2.88 grams.
Explanation
Al is in excess. 6.52 grams of Al converted to only 5.95 grams of Al₂(SO₄)₃. At least some Al atoms is in excess. In other words, Au₂SO₄ is the limiting reactant. All 3.58 grams of Au₂SO₄ is converted.
Refer to the conservation of atoms to avoid balancing the equation. Au atoms conserve. There are two Au atoms in one formula unit of Au₂SO₄. As a result, two moles of Au atoms will be produced when one mole formula units of Au₂SO₄ reacts completely with Al.
How many moles of formula units in 3.58 grams of Au₂SO₄?
Refer to a modern periodic table for relative atomic mass data:
- Au: 196.967;
- S: 32.06;
- O: 15.999.
[tex]M(\text{Au}_2\text{SO}_4) = 2 \times 196.967 + 32.06 + 4 \times 15.999 = 489.99 \; \text{g}\cdot \text{mol}^{-1}[/tex].
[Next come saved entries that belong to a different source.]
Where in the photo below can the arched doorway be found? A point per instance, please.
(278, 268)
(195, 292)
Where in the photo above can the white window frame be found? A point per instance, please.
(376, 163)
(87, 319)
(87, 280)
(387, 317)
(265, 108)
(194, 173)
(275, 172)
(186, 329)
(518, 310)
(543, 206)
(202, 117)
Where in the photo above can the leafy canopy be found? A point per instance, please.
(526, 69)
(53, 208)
[tex]n(\text{Au}_2\text{SO}_4) = \dfrac{m(\text{Au}_2\text{SO}_4)}{M(\text{Au}_2\text{SO}_4)} = \dfrac{3.58 \; \text{g}}{489.99\; \text{g}\cdot \text{mol}^{-1}} = 0.00731 \; \text{mol}[/tex].
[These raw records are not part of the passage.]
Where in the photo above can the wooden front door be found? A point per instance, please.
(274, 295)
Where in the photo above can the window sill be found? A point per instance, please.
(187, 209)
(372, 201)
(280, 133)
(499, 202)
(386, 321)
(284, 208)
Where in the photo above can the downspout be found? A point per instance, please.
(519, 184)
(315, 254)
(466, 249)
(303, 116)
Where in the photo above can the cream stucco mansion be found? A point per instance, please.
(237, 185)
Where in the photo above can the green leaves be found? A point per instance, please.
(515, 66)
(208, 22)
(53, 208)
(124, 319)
How many moles of Au atoms will be produced from 0.00731 mol of Au₂SO₄?
There are two Au atoms in each formula unit of Au₂SO₄. Both Au atoms will end up as Au (s) as Au₂SO₄ reacts with excess Al.
[tex]n(\text{Au}) = 2 \; n(\text{Au}_2\text{SO}_4) = 2 \times 0.00731 \; \text{mol} = 0.0146 \; \text{mol}[/tex].
What's the mass of 0.0146 mol of Au?
The relative atomic mass of Au is 196.967.
[tex]m(\text{Au}) = n(\text{Au}) \cdot M(\text{Au}) = 0.0146 \times 196.967 = 2.88 \; \text{g}[/tex].